Subaylar, General Sleptsov’un ölümünü konuşuyorlardı. En çok da dağlıları kılıçtan geçiren yiğit subayın kabadayılığı üzerinde duruyorlardı.

Hiçbiri bu ölümde bir yaşamın en önemli anını, bir sona ermişliği görmüyordu; aksine aralarındaki en deneyimli subaylar bile o zamanki Kafkas savaşlarında, başka yerlerde olduğu gibi, hiçbir zaman hayallerde yaratılan ya da efsane gibi anlatılan kılıç savaşlarının gerçekleşmediğini bilirlerdi, böylesine göğüs göğüse meydana gelen savaşlarda sadece kaçanlar kılıçtan geçirilirdi.
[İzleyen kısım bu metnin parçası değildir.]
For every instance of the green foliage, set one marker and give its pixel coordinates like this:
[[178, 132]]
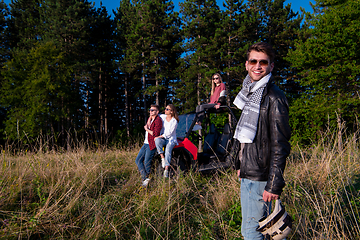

Bununla birlikte subaylar yine de bu türden savaş hayallerini çok gurur verici bir durum olarak gördüklerinden, bu onlara güven ve neşe veriyordu. Davulların üzerinde kimi büyük bir gururla böbürlenerek kimi ise sakin oturmuş vaziyette sigarasını tüttürüyor, birasını içiyor, arkadaşlarıyla şakalaşıyordu; Sleptsov’un başına geldiği gibi her an onlara yetişebilecek olan ölüm hakkında endişelenmiyor, hatta bu düşünceyi akıllarına bile getirmiyorlardı. Ve tam da konuşmalarının ortasında, âdeta ölümün ben buradayım demesini andıran bir tınıyla, yolun solundan bir tüfek atışının hoş, heyecan verici sesini duydular. Sisli havada ateşlenen mermi uçtu ve bir ağaca saplandı.

“Maşallah!” diye neşeyle haykırdı Poltoratskiy. “Bizim hattımız iyi çalışıyor. Şansın açık olsun, Kostya.” dedi ve Freze’ye dönerek: “Haydi, bölüğünün başına geç bakalım. Hattı desteklemek için tüm bölüğe liderlik edeceğim, haydi keyifle geçecek bir savaşa hazırlanalım ve bunun için gerekli raporu hazırlayalım.” dedi.

Freze, ayağa fırlayarak bölüğün bulunduğu sisli noktaya doğru hızlı adımlarla yürüdü.

Poltoratskiy, küçük birliğini yürüyüş düzenine geçirerek ateş açılan yere doğru yönlendirdi.

İleri karakollar, ormanın eteklerinde, bir vadinin çıplak inen yamacının önünde duruyordu.